Ben akademiye gitmeden önce de şiirleriyle Bedri Rahmi’yi tanıyordum; resimleriyle olabildiği kadar çünkü resim bugünkü kadar insanlara ulaşma şansı fazla olan bir alan değildi ama benim lisede öğrenci olduğum zamanlar yani 1950’’den 1954’e kadar edebiyat matineleri çok revaçtaydı. Bakıyorum da oraya ünlü yazarlar Anadolu’da şeye çıkarlardı kim organize ediyordu, nasıl geliyorlardı onu bilemiyorum ben bir öğrenci olarak ama Balıkesir Lisesi’nde edebiyat matinelerinde Bedri Rahmi, Melih Cevdet Anday, Özdemir Asaf gibi birçok şairi, yazarı dinleme şansına sahiptim. Siz bakıyorsunuz diyorsunuz ki “Tamam ben akademiye gireceğim. Bedri Rahmi’de orada hoca, doğal olarak onu seçiyorsunuz. Üstelik bir de ortak şeyleriniz varsa mesela; bir resim öğretmeni gelmişti liseye. Benim öğretmenim olmadı ama onu yâd etmek isterim Perihan Ege diye. Bedri Rahmi Atölyesi’nden “Onlar Grubu”diye bir grup vardı. Onlar Grubu’nda Turan Erol vardı, Orhan Peker vardı, hepsi bunlar ünlü oldu veyahut Bedri Rahmi’nin çok yakın özel  asistanı İbistan Gali hepsi Nevin Çokay hepsi Onlar Grubu’nu oluşturmuşlardı. O liseye gelince tabii ben de sergiler açıyordum lisedeyken falan onunla tanıştık, o Bedri Rahmi’yi anlattı; yani ben Bedri Rahmi’ye hazır gelmiştim. 

 

Geldiğim zaman, ben üniversiteyi hayatımı kazanarak okudum.
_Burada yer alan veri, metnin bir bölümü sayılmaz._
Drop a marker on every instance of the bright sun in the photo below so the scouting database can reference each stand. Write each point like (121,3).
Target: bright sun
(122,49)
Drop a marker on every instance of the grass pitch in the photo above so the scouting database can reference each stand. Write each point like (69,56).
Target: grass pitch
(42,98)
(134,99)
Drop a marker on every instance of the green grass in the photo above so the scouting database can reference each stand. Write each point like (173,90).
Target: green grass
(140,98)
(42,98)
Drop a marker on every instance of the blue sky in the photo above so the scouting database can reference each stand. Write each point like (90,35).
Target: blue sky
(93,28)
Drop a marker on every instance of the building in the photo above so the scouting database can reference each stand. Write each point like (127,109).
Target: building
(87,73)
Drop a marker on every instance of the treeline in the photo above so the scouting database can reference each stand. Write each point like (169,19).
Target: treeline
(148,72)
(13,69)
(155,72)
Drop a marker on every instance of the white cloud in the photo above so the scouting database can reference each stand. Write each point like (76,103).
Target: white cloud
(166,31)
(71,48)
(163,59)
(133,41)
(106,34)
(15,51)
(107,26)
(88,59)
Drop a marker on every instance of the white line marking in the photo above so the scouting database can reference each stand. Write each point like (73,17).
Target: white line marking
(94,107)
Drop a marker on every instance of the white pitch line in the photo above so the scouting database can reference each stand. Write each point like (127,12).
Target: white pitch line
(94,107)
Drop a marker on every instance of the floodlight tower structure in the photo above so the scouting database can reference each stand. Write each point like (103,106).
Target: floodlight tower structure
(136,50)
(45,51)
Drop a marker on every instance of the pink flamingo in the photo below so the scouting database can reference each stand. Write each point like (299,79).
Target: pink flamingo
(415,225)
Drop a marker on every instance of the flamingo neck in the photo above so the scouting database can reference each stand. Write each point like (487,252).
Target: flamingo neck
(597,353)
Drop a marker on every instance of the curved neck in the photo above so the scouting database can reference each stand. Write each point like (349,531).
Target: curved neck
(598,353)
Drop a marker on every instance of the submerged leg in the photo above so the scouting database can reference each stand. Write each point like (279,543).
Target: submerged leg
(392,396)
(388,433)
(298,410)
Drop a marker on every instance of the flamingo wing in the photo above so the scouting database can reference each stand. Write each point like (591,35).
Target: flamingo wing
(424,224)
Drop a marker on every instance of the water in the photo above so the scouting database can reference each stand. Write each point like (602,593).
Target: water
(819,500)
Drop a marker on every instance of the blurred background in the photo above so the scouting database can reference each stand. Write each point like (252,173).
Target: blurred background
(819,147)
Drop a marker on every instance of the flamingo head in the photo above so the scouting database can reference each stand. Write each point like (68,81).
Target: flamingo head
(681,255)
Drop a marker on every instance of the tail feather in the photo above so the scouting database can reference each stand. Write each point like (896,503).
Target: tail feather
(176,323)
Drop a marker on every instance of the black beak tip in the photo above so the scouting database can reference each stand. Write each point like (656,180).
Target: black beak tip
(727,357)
Bedri Rahmi’nin mozaikler diziliyordu, ekipler vardı ben bir ekip başı olarak iki üç sene Bedri Rahmi’nin işlerini uygulamakta görev aldım, çalıştım. Hocayı yakından tanıdım; iyi yanlarıyla yani olumlu- olumsuz yanlarıyla, her sanatçı peygamber değil, mükemmel değil o yüzden bir insanı başarılı yapan yanları var. İyi insan, kötü insan, insan tarafı iyi, sanatçı tarafı kötü; sanatçı tarafı iyi, insan tarafı kötü birçok bu iç içe bir olgudur. Hatta şimdi Bedri Rahmi’yi çok yakından tanıdığımı, ailesini tanıdığımı, çocuklarını tanıdığımı hatta şimdi torunlarını falan tanıdığımı rahat rahat söyleyebilirim. Yani şimdi olumsuz eleştiriler yerine, olumlu yanlarını söylemekte yarar söylüyorum: Bedri Rahmi bir coşku insanıydı, yani geldiği zaman insanı etkilerdi işte şair yanıyla. Böyle çok bilimsel şeyler değil ama yaşamını anlatırdı, deneyimlerini anlatırdı o da bize yeterdi doğrusu. Mesela; bir gün girdiğinde bir sonbahar günüydü, okulun yanındaki duvarda sarmaşığın yapraklarını yeşilden turuncuya kırmızıya dönüşme aşamasında “Değişik renklerini gördünüz mü?” derdi. Görmemişsek görmeyi o gözle bakmayı öğrenirdik. Çok katı kuralları içinde akademide, atölyede illa modelden çalışın demezdi. Bahar aylarında herkes üç ay serbest olurdu. Herkes bir yer seçerdi. Tophane’de Karabaş Mahallesi okula yakın çok revaçta bir yerdi, hem Anadolu’dan bir göçün ilk gelenleri orada toplanırdı, kahvehanelerde. Biz gider kahvehanelerde resimler çizerdik; Eminönü’nde çizerdik, herkes bir yer seçer ve oradan bir albüm getirirdi bir iki ay sonra. Yani eğitime bile renk katabilen, kendine özgü tavır katabilen bir hocaydı Bu yüzden Bedri Rahmi’yi seçmek yanlış bir şey değildi. İnsanın hayatında bu seçimler bence çok önemli; yani işte eşini seçmek, işini seçmek, hocasını seçmek, örnek aldığı insanları seçmek ya da yurt dışına giderken neden ben Paris’e gitmedim de İspanya’ya gittim o da bir seçimdi. Yani her giden Türk ressamların yüzde 80’ini –90’ını oraya giderken farklı bir kültür, orada Velazquezler, Goyalar, El Greco onları göreceksiniz. İslam kültürüyle yakınlaşan kültür değerlerini göreceksiniz, Breton’u göreceksiniz. Onların benim dünya görüşümde, sanata bakışımda ya da bugüne gelmemde çok büyük bir payı olduğunu düşünüyorum Tabii bu payın içinde akademinin payı var, yaşadığım ortamın payı var.